Architect: Jim Fazio (1991) with major redesign by European Golf Design (2021)
Guidonia Montecelio, Italy


Say the word Italy and a number of word associations immediately come to mind. Aspects such as history, culture, the arts, music and food are certainly on the short list. The eye fulfilling landscapes that dot the entire country are also notable for the stunning beauty they provide.

However, say the word "golf" and the connection becomes far less apparent.

©Jacob Sjoman

Golf does exist in Italy but the game operates at a far lower profile than other more active mainland European countries such as Spain and Sweden.

The golf scene has been helped with the tournament exploits of Francesco Molinari who captured the 2018 Open Championship at Carnoustie becoming the first Italian to win one of golf's four major events.

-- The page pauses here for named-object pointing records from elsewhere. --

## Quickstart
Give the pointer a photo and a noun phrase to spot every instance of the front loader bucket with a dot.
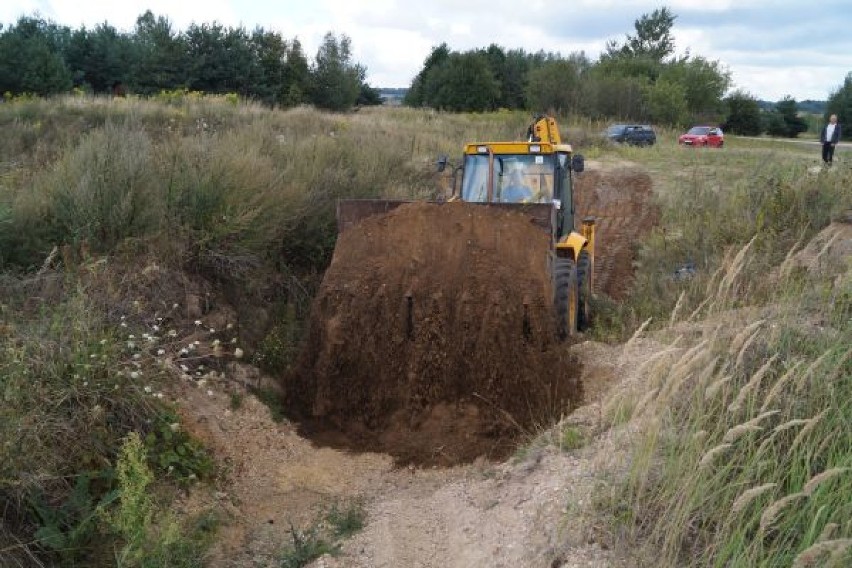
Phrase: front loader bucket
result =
(350, 212)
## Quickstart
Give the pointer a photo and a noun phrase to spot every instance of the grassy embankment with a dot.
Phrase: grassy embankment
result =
(122, 222)
(746, 453)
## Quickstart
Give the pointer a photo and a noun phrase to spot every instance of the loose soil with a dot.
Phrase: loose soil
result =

At the end of 2015, it was announced that Marco Simone would become just the third facility on the European mainland to host the most prestigious of team events -- the Ryder Cup.

Marco Simone is no stranger to high level competition having hosted three Italian Opens but landing the Ryder Cup will now provide a far higher global awareness and spotlight.

The course was designed originally by Jim Fazio.

The redesign of Marco Simone was led by European Golf Design in cooperation with Tom Fazio II. Work began in August 2018 and was completed in March 2021.

Behind the Architectural Curtain - 44th Ryder Cup Matches
©Jacob Sjoman

The focus was on creating a golf course specifically with the drama of match play in mind, with the previous layout rerouted not only to provide numerous risk and reward opportunities for the world's leading players, but also to maximize the natural rolling countryside terrain.

Spectators will have various vantage points for the on-course action as well as distant views of the famous Eternal City, including views of St. Peter's Basilica and the Castle of Marco Simone.

To fully comprehend the design details that were put into motion, Dave Sampson and Jeremy Slessor from European Golf Design were contacted for an in-depth interview on the finished effort at Marco Simone and its host role for this week's Ryder Cup.


When did the involvement of European Golf Design start at Marco Simone?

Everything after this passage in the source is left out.